Each HIPAA authorization sent by Plaintiff states that it “is a limited medical authorization” and includes the Limiting Language “absolutely” forbidding “[a]ny conferences, formal or informal, [of] any type or oral communication with” the noticed providers “or any of [their] representatives[.]” Plaintiff argues that the Limiting Language is “narrowly tailored . . . [to] preserv[e] only [Plaintiff’s] rights under Tennessee law.” We do not agree. If Plaintiff’s only intent was to preserve her already existing rights under Section 121(f), she could have referenced that statutory section in the HIPAA authorization. She did not. Instead, the Limiting Language leaves a reasonable person unable to determine what is permitted by the HIPAA authorization. Both AAT and Ms. Sharp received authorizations containing the Limiting Language, which could also be interpreted as prohibiting AAT from orally communicating with its employee, Ms. Sharp, about Plaintiff’s claim. As the Tennessee Supreme Court has emphasized, and as the trial court in this case recognized, “[t]he penalties imposed upon covered entities that wrongfully disclose or obtain private health information in violation of HIPAA are . . . extremely severe, with such entities facing punishment of up to $50,000 per offense and/or imprisonment of up to one year for non-compliance.” Martin, 600 S.W.3d at 332 (quoting Stevens, 418 S.W.3d at 555 n.6). For this reason, “[a]lthough defendants must explain how they were prejudiced by noncompliance, defendants need not ‘test’ incomplete and facially noncompliant medical authorizations.” Id. at 334.

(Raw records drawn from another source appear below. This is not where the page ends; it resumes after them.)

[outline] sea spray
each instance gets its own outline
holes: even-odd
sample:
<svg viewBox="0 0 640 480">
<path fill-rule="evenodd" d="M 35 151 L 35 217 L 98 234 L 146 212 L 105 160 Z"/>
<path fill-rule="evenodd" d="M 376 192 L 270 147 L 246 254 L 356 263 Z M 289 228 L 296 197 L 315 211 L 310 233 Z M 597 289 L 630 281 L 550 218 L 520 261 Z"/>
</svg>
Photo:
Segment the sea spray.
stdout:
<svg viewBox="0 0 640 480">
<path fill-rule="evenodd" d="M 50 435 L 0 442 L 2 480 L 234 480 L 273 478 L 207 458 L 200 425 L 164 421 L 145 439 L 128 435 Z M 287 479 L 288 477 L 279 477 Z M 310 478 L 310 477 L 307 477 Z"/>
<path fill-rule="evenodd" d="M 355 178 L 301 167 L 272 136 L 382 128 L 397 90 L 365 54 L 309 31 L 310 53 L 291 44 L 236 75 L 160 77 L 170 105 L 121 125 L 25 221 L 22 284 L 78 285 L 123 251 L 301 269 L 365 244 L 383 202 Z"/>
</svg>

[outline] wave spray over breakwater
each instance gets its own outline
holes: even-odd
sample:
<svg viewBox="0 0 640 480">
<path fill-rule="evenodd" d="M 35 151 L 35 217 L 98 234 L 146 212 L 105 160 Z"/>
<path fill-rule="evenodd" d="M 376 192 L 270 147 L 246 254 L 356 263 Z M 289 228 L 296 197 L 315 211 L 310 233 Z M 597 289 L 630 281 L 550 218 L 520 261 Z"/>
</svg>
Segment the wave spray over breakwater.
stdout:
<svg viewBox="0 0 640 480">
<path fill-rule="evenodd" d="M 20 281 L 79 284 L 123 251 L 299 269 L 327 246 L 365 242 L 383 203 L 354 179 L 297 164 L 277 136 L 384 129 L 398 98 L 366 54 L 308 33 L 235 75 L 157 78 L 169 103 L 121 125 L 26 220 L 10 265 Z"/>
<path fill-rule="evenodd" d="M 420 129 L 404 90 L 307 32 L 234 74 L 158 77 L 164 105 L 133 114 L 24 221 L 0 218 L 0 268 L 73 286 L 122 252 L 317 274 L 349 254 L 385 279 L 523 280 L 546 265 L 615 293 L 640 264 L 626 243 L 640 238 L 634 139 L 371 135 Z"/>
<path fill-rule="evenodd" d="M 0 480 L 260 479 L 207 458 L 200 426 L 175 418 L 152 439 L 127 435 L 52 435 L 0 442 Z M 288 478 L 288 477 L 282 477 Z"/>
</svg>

- 10 - In sum, the Limiting Language, which Plaintiff chose to include in the HIPAA authorizations, can be interpreted to significantly limit a provider’s ability to communicate as may be necessary to investigate the claim or evaluate settlement opportunities. Further, providers are not required to risk facing substantial penalties by “testing” the language. The Limiting Language frustrates the purpose of Section 121(a)(2)(E). As such, the trial court did not err in finding that Plaintiff failed to substantially comply with Section 121(a)(2)(E), and we affirm the trial court’s dismissal of the Refiled Suit.
CONCLUSION
For all these reasons, we reverse in part and affirm in part the judgment of the Circuit Court for Knox County. This case is remanded for further proceedings consistent with this opinion. Costs of this appeal are taxed one-half to the appellant, Virginia Curtis, and one-half to the appellees jointly and severally, Tiffany L. Sharp and American Anesthesiology of Tennessee, P.C., for which execution may issue if necessary.